Dip the breasts in the flour mixture, coating both sides. Dip them in the egg mixture, coating them on both sides. Then dip them in the bread crumbs, coating them on both sides and pressing down the bread crumbs on both sides.
Brown the breaded chicken in a heated skillet in the oil, one at a time. Use about 1 tbsp of oil for each breast. Brown well on both sides. You can brown them until they are almost cooked through, and have a shorter baking time; or you can brown them just until browned and bake them longer. I did the latter, and ended up having to guess how long to bake the chicken, but they still came out very moist and delicious. Repeat the browning process with each chicken breast, adding about 1 tbsp of oil for each one.
Place the chicken on a rack inside a large roasting pan that is lined with foil. At this point, I grated some fresh Parmesan cheese on top of the chicken, thinking they would bake through more quickly than they did. Since the chicken took longer than I thought, the cheese ended up browning, but this may have contributed to the crispness of the breading - which ended up being very good. You could wait until the chicken is closer to being done, to add the Parmesan cheese.
Bake 425° for about 20 - 25 minutes, depending on the size of the chicken pieces. About 5 - 7 minutes before the end of cooking time, place the fresh Mozzarella cheese on each piece of chicken and continue baking until the cheese is melted. It does not need to brown.
Spoon some of the sauce over the chicken, just before serving and then top with some more freshly grated Parmesan cheese.

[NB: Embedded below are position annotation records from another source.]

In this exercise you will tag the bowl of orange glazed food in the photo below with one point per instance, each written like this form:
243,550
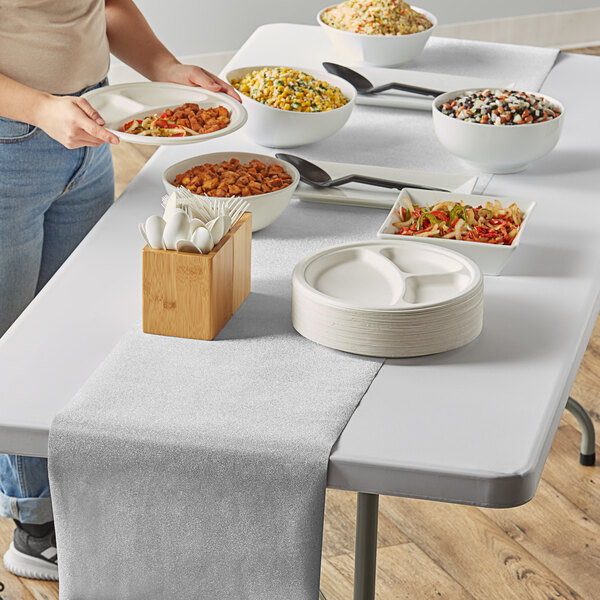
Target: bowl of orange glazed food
382,33
264,181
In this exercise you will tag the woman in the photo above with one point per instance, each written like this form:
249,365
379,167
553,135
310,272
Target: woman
56,181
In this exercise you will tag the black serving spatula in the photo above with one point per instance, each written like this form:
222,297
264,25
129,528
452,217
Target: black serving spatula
364,86
317,177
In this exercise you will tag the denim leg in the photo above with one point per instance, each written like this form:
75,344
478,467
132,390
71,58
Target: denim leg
88,195
24,489
50,198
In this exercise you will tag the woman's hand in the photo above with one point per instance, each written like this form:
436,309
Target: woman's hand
72,121
197,76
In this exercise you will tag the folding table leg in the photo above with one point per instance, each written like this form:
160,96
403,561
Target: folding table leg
365,550
587,455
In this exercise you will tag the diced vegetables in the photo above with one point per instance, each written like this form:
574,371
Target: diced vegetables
490,224
289,89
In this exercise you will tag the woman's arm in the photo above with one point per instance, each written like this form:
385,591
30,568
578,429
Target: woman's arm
68,119
132,41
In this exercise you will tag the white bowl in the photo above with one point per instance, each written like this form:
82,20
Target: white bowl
277,128
265,208
490,258
495,148
378,50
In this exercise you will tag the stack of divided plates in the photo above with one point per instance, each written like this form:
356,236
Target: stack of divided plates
393,299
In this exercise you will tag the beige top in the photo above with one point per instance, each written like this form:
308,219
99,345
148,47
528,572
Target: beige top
57,46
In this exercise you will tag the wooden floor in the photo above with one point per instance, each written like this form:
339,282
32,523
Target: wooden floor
546,549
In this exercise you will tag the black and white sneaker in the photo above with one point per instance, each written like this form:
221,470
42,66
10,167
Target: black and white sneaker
32,553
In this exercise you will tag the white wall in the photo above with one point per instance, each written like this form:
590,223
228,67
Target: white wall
190,27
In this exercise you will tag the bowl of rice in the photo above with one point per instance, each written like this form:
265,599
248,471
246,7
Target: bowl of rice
290,107
497,131
382,33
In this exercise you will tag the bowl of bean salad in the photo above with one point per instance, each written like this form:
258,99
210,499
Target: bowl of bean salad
292,106
497,131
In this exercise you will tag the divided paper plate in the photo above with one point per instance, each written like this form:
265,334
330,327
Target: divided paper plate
118,104
388,299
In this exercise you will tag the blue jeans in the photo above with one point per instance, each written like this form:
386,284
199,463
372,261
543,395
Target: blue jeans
50,198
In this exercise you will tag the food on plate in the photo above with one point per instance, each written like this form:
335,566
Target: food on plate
289,89
376,17
233,178
500,107
490,224
188,119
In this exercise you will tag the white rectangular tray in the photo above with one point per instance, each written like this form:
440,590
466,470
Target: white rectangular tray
357,194
490,258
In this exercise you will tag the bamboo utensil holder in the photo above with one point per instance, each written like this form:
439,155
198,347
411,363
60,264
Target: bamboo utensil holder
194,295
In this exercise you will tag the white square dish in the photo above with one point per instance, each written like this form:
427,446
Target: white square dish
491,258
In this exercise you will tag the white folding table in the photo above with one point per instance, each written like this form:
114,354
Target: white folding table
470,426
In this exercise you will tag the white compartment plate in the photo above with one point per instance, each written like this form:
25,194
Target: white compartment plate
489,257
388,299
389,277
357,194
121,103
439,81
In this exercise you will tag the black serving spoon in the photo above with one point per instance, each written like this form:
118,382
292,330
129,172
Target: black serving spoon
317,177
364,86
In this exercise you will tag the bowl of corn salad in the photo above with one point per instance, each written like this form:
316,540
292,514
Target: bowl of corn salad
381,33
289,106
497,131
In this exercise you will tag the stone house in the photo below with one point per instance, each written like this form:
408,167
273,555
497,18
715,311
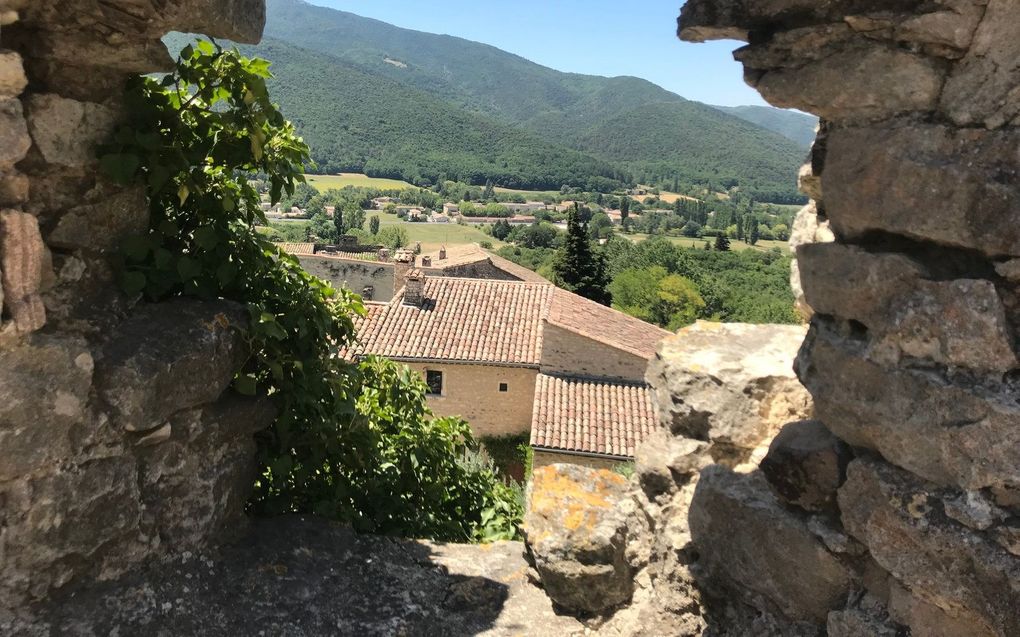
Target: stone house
516,357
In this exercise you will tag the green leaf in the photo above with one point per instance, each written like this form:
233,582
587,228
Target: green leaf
245,385
120,167
189,268
133,282
206,237
137,248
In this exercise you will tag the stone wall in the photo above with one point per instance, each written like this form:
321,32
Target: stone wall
896,510
119,439
472,392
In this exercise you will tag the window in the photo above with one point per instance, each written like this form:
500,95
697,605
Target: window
435,381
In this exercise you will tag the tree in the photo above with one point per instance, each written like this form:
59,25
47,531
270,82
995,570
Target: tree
501,229
754,234
577,267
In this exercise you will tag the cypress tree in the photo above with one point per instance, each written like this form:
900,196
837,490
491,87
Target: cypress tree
579,268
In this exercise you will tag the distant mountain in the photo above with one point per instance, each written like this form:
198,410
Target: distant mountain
396,102
794,125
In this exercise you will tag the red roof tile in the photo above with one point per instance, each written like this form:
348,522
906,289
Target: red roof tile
591,416
606,325
461,319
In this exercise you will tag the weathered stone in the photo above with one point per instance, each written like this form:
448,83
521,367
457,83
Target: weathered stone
808,228
956,187
809,182
924,618
664,462
241,20
13,189
14,140
307,576
947,433
196,483
168,357
958,323
103,225
22,258
729,384
857,623
875,82
974,510
44,389
964,574
984,87
82,519
67,131
806,464
12,80
792,573
732,19
576,534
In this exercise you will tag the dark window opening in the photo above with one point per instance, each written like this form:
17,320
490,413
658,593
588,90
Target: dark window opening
435,381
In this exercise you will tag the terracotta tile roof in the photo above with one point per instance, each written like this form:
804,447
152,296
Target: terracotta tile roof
461,319
516,270
591,416
604,324
297,249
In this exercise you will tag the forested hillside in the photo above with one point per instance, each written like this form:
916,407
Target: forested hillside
393,102
366,123
792,124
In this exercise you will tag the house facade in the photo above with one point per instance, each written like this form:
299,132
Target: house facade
522,357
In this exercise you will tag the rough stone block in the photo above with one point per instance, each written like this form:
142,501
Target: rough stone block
44,389
956,187
14,140
984,87
665,462
576,533
959,323
947,433
806,464
729,384
168,357
67,131
13,189
22,259
195,483
102,225
750,545
796,69
959,575
12,80
74,521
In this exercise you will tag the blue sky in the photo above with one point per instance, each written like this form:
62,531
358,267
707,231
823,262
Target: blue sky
598,37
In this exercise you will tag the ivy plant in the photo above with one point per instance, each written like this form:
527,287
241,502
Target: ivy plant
353,440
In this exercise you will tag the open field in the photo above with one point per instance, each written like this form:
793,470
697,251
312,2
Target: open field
698,244
431,235
327,181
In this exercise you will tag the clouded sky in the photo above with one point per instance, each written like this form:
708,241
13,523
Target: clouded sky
598,37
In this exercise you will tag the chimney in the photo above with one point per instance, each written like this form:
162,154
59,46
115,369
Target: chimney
414,288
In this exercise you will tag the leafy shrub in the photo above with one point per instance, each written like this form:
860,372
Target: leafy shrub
352,441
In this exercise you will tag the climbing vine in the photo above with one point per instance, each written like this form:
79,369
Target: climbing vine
352,441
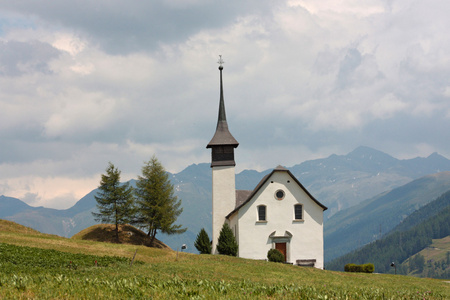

If you brown the chicken in the skillet until they are cooked about halfway through, the baking time may take as little as 5 -7 minutes, according to the recipe. If this is the case, top right away with the fresh cheeses before baking.
Serve with cooked thin spaghetti noodles and a nice, crusty bread and a crisp green salad and you will have a most, delicious meal!
For the Sauce
In a clean skillet, over medium heat, saute the onion and garlic in 1 tbsp olive oil, stirring often, until onion is tender and slightly browned about 3 - 4 minutes. Stir in the tomatoes, stirring occasionally, until thickened, 4 - 5 minutes. Remove from heat and stir in the fresh basil. Serve the sauce over the chicken.